RR:C19 Evidence Scale rating by reviewer:
Reliable. The main study claims are generally justified by its methods and data. The results and conclusions are likely to be similar to the hypothetical ideal study. There are some minor caveats or limitations, but they would/do not change the major claims of the study. The study provides sufficient strength of evidence on its own that its main claims should be considered actionable, with some room for future revision.

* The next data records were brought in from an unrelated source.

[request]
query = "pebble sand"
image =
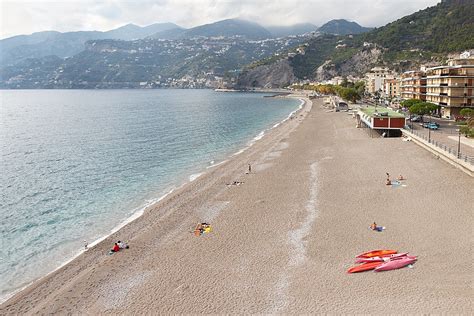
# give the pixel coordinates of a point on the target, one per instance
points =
(284, 238)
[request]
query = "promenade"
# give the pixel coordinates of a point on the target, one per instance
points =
(283, 240)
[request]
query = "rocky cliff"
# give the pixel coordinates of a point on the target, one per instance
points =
(358, 64)
(275, 75)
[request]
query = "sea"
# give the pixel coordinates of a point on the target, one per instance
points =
(76, 165)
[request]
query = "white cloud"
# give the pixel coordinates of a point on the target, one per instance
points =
(28, 16)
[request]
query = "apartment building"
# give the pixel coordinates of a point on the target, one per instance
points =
(451, 86)
(391, 88)
(375, 79)
(413, 85)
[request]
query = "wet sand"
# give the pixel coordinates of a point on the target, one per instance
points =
(284, 238)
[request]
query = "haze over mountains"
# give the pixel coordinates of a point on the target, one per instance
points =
(37, 45)
(233, 51)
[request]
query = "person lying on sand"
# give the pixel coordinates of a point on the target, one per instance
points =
(122, 245)
(376, 228)
(235, 183)
(116, 248)
(201, 228)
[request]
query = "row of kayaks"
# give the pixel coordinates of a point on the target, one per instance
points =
(382, 260)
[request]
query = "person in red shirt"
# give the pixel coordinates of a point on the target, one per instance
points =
(116, 248)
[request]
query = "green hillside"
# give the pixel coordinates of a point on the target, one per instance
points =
(446, 27)
(422, 36)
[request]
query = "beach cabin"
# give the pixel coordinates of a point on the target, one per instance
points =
(342, 106)
(381, 121)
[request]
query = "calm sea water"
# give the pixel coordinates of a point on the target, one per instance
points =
(75, 164)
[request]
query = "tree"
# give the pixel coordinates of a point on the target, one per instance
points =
(408, 103)
(467, 112)
(421, 108)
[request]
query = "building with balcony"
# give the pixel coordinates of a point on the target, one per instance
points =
(376, 77)
(413, 85)
(452, 86)
(391, 88)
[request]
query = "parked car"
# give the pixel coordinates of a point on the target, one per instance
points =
(433, 125)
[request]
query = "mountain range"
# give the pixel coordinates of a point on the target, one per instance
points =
(424, 37)
(37, 45)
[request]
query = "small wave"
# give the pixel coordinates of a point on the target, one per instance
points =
(195, 176)
(259, 136)
(240, 151)
(215, 164)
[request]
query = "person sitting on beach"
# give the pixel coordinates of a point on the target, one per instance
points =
(373, 226)
(122, 245)
(116, 248)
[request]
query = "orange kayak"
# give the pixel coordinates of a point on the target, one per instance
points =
(376, 253)
(365, 267)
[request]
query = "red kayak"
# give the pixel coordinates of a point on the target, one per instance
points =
(395, 264)
(383, 258)
(365, 267)
(376, 253)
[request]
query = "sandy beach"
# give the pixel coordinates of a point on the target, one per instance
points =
(284, 238)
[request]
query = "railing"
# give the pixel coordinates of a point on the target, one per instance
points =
(451, 150)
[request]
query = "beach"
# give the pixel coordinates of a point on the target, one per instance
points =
(282, 240)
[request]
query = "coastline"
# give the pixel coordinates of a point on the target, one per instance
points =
(150, 204)
(282, 240)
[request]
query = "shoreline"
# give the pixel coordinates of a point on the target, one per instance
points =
(139, 211)
(283, 240)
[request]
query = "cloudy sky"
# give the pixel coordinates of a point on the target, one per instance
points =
(28, 16)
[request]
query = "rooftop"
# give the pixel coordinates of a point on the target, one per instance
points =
(390, 113)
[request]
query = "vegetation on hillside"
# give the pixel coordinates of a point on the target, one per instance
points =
(446, 27)
(348, 91)
(426, 35)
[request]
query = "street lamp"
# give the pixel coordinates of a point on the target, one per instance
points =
(459, 144)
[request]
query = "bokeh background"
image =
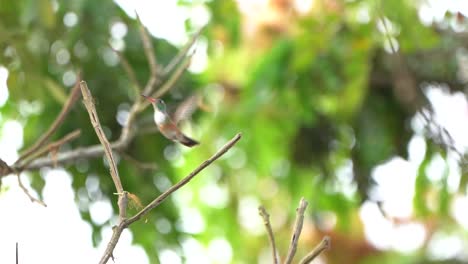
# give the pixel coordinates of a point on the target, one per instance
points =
(357, 106)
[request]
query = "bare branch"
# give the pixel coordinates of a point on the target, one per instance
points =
(147, 47)
(117, 230)
(150, 56)
(297, 230)
(26, 191)
(182, 53)
(53, 146)
(139, 164)
(89, 104)
(266, 220)
(72, 98)
(324, 244)
(184, 181)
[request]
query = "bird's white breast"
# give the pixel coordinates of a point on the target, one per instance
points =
(159, 117)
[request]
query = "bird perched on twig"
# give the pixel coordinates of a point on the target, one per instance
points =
(166, 126)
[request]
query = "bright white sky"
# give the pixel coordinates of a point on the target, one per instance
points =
(57, 234)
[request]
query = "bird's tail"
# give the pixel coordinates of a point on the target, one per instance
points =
(186, 141)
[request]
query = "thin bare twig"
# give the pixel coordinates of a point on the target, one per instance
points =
(150, 56)
(89, 104)
(72, 98)
(53, 146)
(26, 191)
(147, 47)
(323, 245)
(297, 230)
(266, 220)
(117, 230)
(182, 53)
(140, 164)
(130, 72)
(125, 138)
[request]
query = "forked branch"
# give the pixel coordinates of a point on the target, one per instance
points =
(117, 230)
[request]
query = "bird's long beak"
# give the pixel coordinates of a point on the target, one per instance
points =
(152, 100)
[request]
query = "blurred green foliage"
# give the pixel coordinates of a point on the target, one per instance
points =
(313, 94)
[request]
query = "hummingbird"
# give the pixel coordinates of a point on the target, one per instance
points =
(166, 126)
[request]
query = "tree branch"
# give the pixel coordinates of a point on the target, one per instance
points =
(324, 244)
(297, 230)
(117, 230)
(266, 220)
(26, 191)
(89, 104)
(72, 98)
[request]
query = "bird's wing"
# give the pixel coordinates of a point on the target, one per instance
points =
(186, 108)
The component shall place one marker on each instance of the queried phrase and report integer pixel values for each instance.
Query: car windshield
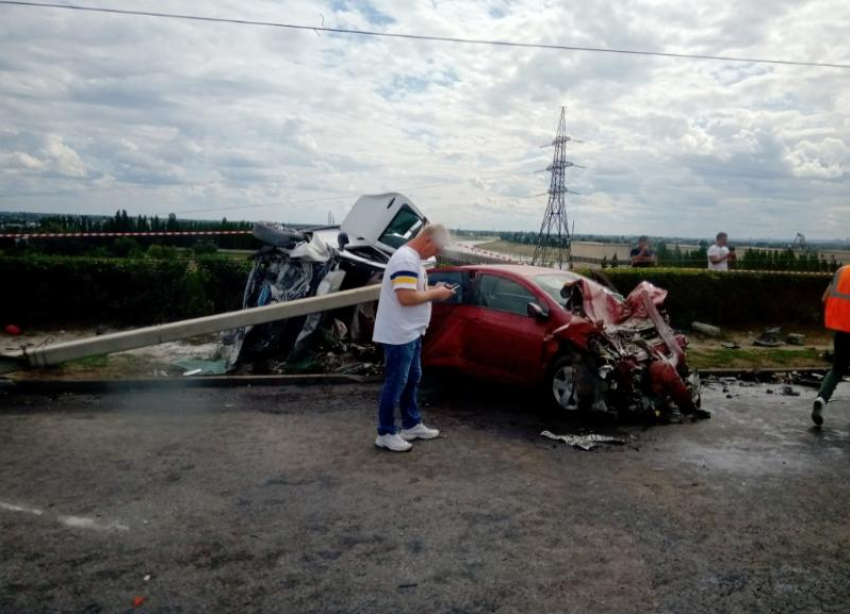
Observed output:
(551, 285)
(404, 227)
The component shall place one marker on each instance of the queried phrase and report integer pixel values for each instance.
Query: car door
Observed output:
(502, 341)
(444, 341)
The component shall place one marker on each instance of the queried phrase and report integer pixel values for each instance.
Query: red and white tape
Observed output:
(85, 235)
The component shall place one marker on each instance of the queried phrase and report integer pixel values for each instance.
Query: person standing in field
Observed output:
(837, 316)
(720, 254)
(642, 255)
(404, 311)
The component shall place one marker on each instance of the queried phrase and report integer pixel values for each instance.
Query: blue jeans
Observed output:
(402, 374)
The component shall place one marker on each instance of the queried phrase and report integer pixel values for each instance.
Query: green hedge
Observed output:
(60, 290)
(733, 298)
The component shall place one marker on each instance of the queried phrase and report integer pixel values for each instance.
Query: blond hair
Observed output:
(437, 232)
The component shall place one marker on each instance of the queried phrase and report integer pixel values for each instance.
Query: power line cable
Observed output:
(421, 37)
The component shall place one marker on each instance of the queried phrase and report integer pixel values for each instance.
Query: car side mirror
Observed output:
(536, 311)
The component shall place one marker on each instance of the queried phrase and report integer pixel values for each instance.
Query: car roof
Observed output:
(523, 270)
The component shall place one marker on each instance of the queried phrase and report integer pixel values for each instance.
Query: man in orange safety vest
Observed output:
(837, 301)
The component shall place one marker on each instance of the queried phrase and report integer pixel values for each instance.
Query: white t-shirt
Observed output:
(718, 252)
(396, 324)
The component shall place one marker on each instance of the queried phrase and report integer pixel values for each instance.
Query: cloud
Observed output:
(173, 115)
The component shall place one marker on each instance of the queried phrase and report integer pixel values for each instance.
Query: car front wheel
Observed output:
(561, 385)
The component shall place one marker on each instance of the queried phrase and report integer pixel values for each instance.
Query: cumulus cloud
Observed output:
(180, 116)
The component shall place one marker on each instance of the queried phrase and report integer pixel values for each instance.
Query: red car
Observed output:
(586, 346)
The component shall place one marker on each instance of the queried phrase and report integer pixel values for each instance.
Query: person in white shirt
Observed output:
(719, 254)
(404, 311)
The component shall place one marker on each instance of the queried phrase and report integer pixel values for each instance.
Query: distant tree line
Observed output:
(157, 247)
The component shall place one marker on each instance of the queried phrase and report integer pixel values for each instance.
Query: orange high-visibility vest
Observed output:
(838, 301)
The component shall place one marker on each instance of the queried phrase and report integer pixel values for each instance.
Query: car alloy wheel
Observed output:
(564, 386)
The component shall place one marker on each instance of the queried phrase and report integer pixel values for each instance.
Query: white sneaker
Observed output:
(420, 431)
(817, 411)
(393, 442)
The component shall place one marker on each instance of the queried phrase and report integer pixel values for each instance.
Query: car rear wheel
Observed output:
(562, 385)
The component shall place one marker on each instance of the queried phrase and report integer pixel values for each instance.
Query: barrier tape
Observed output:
(85, 235)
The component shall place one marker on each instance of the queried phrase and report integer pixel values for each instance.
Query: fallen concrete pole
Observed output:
(174, 331)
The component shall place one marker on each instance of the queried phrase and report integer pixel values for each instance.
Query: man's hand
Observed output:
(409, 298)
(442, 292)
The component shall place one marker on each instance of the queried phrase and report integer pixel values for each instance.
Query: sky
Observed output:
(103, 112)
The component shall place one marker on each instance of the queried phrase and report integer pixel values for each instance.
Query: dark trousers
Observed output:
(840, 365)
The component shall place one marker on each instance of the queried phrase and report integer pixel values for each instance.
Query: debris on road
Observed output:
(706, 329)
(584, 442)
(795, 339)
(769, 338)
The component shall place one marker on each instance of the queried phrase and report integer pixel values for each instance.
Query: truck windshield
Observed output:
(402, 229)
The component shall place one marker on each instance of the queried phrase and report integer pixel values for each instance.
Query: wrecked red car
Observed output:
(584, 345)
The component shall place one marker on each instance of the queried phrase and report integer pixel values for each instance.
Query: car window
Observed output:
(402, 229)
(552, 285)
(502, 294)
(451, 278)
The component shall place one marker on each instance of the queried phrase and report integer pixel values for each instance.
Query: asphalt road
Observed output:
(275, 500)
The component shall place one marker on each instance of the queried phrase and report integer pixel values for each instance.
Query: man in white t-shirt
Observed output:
(404, 310)
(719, 254)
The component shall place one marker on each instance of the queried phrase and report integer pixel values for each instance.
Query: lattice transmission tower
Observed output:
(554, 243)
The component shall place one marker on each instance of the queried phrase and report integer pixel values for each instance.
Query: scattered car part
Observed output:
(584, 442)
(706, 329)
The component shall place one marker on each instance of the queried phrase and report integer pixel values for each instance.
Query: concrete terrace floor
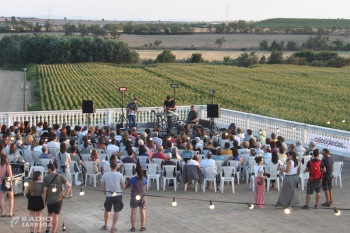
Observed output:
(85, 213)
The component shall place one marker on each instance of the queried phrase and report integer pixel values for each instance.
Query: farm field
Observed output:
(233, 41)
(304, 94)
(213, 55)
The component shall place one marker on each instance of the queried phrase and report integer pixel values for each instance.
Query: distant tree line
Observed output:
(45, 49)
(316, 43)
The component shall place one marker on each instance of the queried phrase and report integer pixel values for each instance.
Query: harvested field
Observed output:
(11, 94)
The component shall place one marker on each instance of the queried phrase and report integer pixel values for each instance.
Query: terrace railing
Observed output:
(338, 141)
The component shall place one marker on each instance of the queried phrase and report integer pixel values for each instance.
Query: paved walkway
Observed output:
(85, 213)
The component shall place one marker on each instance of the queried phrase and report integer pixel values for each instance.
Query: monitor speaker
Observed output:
(89, 106)
(213, 110)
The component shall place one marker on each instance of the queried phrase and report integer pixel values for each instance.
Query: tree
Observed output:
(246, 59)
(166, 57)
(129, 27)
(115, 33)
(37, 27)
(291, 45)
(83, 30)
(157, 42)
(196, 58)
(264, 45)
(242, 25)
(48, 25)
(276, 57)
(339, 44)
(220, 41)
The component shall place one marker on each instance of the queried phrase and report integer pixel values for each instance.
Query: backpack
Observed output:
(315, 170)
(138, 187)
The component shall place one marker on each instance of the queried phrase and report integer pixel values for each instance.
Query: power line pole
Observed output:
(226, 15)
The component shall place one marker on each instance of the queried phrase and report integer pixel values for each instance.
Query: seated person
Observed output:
(227, 150)
(192, 118)
(187, 154)
(218, 156)
(194, 161)
(86, 149)
(159, 154)
(235, 156)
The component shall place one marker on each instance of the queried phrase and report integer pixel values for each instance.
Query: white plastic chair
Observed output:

***************************************
Review:
Summary of the Report:
During the COVID-19 pandemic, policymakers rely on accurate surveys to adjust their efforts on related public health issues. Despite the existence of several large-scale online surveys on vaccine-related issues in the U.S., people observed substantial discrepancies among those surveys as well as the benchmark data provided by Centers for Disease Control and Prevention (CDC). This phenomenon recalls the Big Data Paradox: The estimate accuracy decreases when the sample size increases (Meng 2018). The authors utilized a framework recently proposed by Meng 2018 to investigate the source of error for vaccine uptake in those large-scale surveys and to perform a data quality-driven scenario analysis for vaccine willingness and hesitancy.
The authors first analyzed the vaccine uptake data and treat the data provided by CDC as ground truth. In this way, they decomposed the estimate discrepancy into three parts as data quality, data quantity, and problem difficulty. They showed that the major driver to the error is the data quality measured by data defect correlation (ddc). With the estimated ddc from vaccine uptakes, the authors performed a quality-driven scenario analyses for vaccine willingness and hesitancy, which have no underground truth to calculate the ddc’s directly.
Specific Comments:
To estimate hesitancy and willingness using uptake ddc, the authors assume σ 2 v ≈σ 2 H ≈ σ 2 W, which is a reasonable assumption between Feb and May 2021. However, this assumption may not be optimal when the uptake rate is extremely low or high as before early Feb and after late May 2021.
The authors proposed a simple linear relationship to link hesitancy, willingness, and uptake on ddc scale by introducing a tuning parameter λ. With varying λ values, this study posed three scenarios under which they revised estimates of hesitancy and willingness. The author claimed the revised estimates on Facebook and Household Pulse data (Fig 4) shown less discrepancy than the original estimates in Fig 1. However, the results in Fig 1 are on the states level and based on the wave in late March, while results in Fig 4 are on the national level ranging from Jan to late May 2021 and highlight the results on last date as a gray point. It is better to justify the claim. The authors also acknowledged that the proposed analysis framework is unable to determine the optimal scenario. It will be interesting to explore whether the ddc revised estimates decrease the difference at the state-level between the two surveys and the possibility of using the state-level correlation as a metric to find the optimal λ value.
Conclusion:
This study sheds some light on the Big Data Paradox for those large survey studies regarding the attitude and behaviors for COVID-19 vaccines and highlights the importance of data quality to achieve reliable results. This study also introduces a mechanism-driven framework assessing hesitancy and willingness under different scenarios, which provides policymakers a better understanding of the potential range of the estimates.